Route information
- Maintained by Ministry of Public Works and Transport
- Length: 13.415 km (8.336 mi)

Major junctions
- West end: Route 906
- East end: Puerto Humo, Tempisque river

Location
- Country: Costa Rica

Highway system
- National Road Network of Costa Rica;
| ← Route 928 |  | → Route 930 |

= National Route 929 (Costa Rica) =

Road in Costa Rica

National Tertiary Route 929, or just Route 929 (Ruta Nacional Terciaria 929, or Ruta 929) is a National Road Route of Costa Rica, located in the Guanacaste province.
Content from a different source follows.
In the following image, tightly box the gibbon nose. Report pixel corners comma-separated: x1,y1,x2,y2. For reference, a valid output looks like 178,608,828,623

It is a road in the Nicoya Peninsula, it starts at Route 906 and ends at Puerto Humo, on the shores of Tempisque river.

==Description==
Currently a gravel road, this is a small road that connects Route 150 through Route 906 to the Tempisque river. Together with Route 906 it is known as Ruta de la Leche, the Milk Route. The route visits the towns of Pozo de Agua, Puerto Humo and the Tempisque river.
In Guanacaste province the route covers Nicoya canton (San Antonio district).

==History==
In late 2019 a pilot program with a new and cheaper asphalt paving procedure, using recycled materials, was put in place with initial tests over this gravel road.